Visits and Assessments

This 3-month study included five scheduled visits: screening, eligibility/baseline, and 1 week, 6 weeks and 3 months after initiating treatment. The screening visit included a comprehensive eye examination to determine preliminary eligibility, at which time washout of all IOP-lowering therapy (4 weeks for prostaglandin analogues, rho kinase inhibitors, beta-blockers, and alpha-1 antagonists; 3 weeks for alpha-2 agonists; 2 weeks for non-selective alpha agonists; and 1 week for miotics and topical/oral carbonic anhydrase inhibitors) was initiated.
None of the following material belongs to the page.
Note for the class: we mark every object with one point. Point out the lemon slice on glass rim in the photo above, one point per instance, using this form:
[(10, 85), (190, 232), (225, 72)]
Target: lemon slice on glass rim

If not performed within 3 months prior to the screening visit, gonioscopy was performed at screening to assess the angle of the anterior chamber, with the Shaffer scale used to rate the degree of angle closure.

At the eligibility/baseline visit, IOP was assessed at 9AM, 1PM, and 5PM by Goldmann applanation tonometry using the described two-person operator/recorder protocol, with 2–3 measurements taken per time point.27 Upon final confirmation of eligibility (IOP 22–34 mmHg at all three time points), participants were randomized 1:1 to one drop of OMDI 0.002% or latanoprost 0.005%, instilled once per day at 9PM, for 3 months. While on therapy, IOP was measured at three time points (9AM, 1PM, and 5PM) at 1 week, 6 weeks, and 3 months after randomization, with visual acuity and slit-lamp biomicroscopic examination performed immediately before and CCT measured immediately after measuring IOP at 9AM.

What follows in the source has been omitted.